Monday, May. 02, 1938
Prose v. Jargon
Edgar Zodiag Friedenberg, 17, is the youngest person ever to appear on a convention program of the American Chemical Society. He is also the brashest. A precocious, articulate young man with an active mind and critical spirit, son of a retired Louisiana merchant, Edgar will graduate this June, loaded with honors, from Centenary College (Shreveport, La.), expects to start graduate study next fall at Stanford. In his 17 years Edgar Friedenberg has been much annoyed by scientific jargon. Last week he addressed the conference on chemical education during the society's spring meeting at Dallas. Far from displaying stage fright or obsequiousness, Critic Friedenberg took these elder bulls of science sternly by the horns, warned them that they had better mend their talk.

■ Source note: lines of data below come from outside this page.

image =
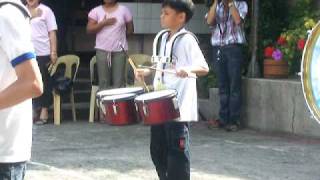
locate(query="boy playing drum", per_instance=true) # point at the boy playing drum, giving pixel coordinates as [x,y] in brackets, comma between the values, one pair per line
[170,141]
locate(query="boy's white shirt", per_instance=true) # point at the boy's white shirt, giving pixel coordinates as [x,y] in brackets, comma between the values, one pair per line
[186,54]
[15,121]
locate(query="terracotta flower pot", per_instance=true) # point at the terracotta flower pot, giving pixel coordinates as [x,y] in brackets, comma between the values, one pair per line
[275,69]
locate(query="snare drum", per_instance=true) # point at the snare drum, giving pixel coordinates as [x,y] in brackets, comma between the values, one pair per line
[120,109]
[158,107]
[110,92]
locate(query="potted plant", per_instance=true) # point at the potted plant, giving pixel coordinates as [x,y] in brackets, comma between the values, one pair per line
[284,57]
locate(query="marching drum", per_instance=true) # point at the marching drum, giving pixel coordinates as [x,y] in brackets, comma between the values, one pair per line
[120,109]
[310,73]
[110,92]
[158,107]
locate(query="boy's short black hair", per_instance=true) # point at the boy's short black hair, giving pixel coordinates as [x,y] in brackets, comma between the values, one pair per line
[185,6]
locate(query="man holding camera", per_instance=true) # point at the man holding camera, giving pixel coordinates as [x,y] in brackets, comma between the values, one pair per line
[226,19]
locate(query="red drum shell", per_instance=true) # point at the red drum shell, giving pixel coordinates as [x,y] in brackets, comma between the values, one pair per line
[159,109]
[125,113]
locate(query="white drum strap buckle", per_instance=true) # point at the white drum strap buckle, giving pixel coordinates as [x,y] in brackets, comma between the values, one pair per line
[115,108]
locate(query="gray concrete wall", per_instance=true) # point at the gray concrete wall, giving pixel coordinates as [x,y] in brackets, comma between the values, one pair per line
[271,106]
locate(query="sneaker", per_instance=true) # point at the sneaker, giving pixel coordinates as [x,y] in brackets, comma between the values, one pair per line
[213,124]
[232,127]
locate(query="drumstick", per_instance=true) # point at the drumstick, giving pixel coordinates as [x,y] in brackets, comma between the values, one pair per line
[167,71]
[134,67]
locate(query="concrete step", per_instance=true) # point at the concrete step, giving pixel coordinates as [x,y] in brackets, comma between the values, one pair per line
[79,96]
[82,111]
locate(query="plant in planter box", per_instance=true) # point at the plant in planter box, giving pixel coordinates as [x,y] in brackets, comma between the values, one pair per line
[287,51]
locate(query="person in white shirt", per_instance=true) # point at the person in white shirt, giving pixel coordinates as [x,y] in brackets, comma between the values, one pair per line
[20,80]
[170,141]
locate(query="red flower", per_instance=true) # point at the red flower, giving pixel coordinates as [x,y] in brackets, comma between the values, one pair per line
[282,40]
[301,43]
[268,51]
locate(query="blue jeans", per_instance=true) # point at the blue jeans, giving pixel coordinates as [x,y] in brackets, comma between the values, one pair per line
[228,62]
[169,150]
[12,171]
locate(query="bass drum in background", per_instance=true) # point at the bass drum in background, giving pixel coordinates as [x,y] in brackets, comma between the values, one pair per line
[310,72]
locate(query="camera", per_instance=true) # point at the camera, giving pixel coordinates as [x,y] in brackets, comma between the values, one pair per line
[210,2]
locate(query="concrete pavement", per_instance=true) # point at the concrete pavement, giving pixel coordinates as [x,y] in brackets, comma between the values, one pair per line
[82,151]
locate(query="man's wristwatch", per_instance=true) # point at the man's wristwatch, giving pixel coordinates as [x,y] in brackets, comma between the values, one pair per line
[231,4]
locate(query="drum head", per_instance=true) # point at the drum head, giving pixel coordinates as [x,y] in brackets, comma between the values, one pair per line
[110,92]
[118,97]
[156,95]
[310,72]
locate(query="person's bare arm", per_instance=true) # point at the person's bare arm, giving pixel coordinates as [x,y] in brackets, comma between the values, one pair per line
[93,27]
[234,12]
[130,28]
[53,46]
[212,13]
[28,85]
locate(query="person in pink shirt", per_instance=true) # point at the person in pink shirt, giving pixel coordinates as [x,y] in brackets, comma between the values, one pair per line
[111,22]
[44,38]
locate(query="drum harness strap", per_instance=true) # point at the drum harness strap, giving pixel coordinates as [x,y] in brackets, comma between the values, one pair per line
[23,9]
[170,46]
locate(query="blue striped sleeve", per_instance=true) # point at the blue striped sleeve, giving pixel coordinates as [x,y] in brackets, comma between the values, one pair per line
[20,59]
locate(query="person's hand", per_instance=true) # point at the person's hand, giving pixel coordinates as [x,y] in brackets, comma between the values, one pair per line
[139,74]
[53,57]
[215,3]
[109,21]
[182,73]
[229,1]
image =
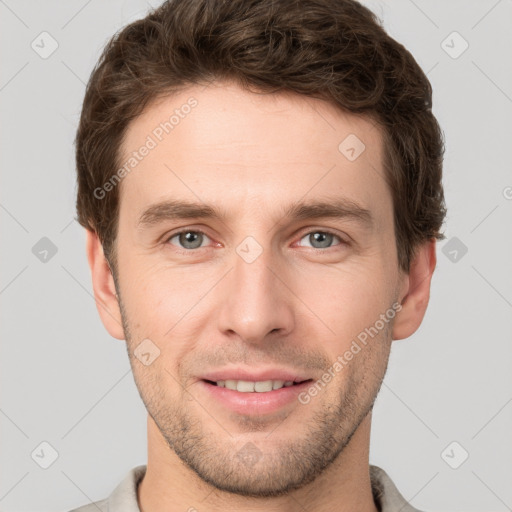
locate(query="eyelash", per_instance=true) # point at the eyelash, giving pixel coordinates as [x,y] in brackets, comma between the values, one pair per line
[191,251]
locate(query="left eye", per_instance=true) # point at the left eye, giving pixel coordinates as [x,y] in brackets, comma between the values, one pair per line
[320,239]
[189,239]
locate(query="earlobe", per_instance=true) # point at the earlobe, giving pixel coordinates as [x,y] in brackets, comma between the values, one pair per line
[416,291]
[104,287]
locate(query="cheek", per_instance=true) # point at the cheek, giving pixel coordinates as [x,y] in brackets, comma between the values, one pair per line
[345,300]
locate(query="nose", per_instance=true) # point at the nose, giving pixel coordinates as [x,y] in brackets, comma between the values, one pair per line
[256,301]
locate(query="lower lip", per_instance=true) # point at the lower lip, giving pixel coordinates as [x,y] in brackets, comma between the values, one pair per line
[255,403]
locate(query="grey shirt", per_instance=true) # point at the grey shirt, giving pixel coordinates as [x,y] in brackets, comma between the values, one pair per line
[124,496]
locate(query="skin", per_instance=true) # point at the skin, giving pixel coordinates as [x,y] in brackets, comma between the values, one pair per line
[252,155]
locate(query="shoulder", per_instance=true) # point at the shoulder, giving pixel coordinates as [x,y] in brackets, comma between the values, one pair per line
[101,505]
[385,493]
[122,499]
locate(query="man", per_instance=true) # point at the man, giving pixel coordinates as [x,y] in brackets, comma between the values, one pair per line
[261,187]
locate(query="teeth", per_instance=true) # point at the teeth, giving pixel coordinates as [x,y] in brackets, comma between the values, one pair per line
[246,386]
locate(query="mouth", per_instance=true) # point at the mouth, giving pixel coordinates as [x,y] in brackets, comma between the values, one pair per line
[263,386]
[254,398]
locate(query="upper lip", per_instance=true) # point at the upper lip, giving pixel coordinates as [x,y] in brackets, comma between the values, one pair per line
[255,375]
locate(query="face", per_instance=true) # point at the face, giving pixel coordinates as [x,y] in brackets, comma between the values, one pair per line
[268,287]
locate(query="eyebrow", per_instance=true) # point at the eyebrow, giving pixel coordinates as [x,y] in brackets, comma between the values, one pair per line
[339,208]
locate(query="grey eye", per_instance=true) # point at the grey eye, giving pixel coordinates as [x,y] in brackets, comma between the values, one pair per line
[189,239]
[320,239]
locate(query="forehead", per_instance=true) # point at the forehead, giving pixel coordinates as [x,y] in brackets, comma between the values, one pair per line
[227,146]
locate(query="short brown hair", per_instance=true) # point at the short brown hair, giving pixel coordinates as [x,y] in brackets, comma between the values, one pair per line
[335,50]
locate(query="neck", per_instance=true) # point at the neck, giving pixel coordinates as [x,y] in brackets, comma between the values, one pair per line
[171,486]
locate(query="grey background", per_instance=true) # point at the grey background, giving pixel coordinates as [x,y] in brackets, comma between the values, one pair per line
[66,382]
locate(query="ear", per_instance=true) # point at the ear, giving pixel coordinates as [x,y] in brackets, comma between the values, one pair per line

Young Mr. Friedenberg advised U. S. scientists to try to write prose instead of jargon, to be literate instead of literal. "The newspapers," said he, "are doing an excellent job in informing the public of the latest scientific happenings. My quarrel is with the scientists themselves. With the present status of scientific literature as a background, a well-written article would stand out in any standard periodical like the single light of a one-eyed car. Good writing can never take the place of good research, but the scholar who has something to say and says it well will command attention. Scientists are still humans, and they cannot experience an emotional thrill over an article entitled, 'A Short Dissertation on the Effects of Alcoholic Tincture of Rotenone in the Control of Thrips on Six-weeks Old Spinach Plants in Richmond and Queens Boroughs,' especially if the article concludes that the tincture has no material effect on the thrips. Mr. Friedenberg suggested that university courses in scientific journalism would work on the side of prose v. jargon.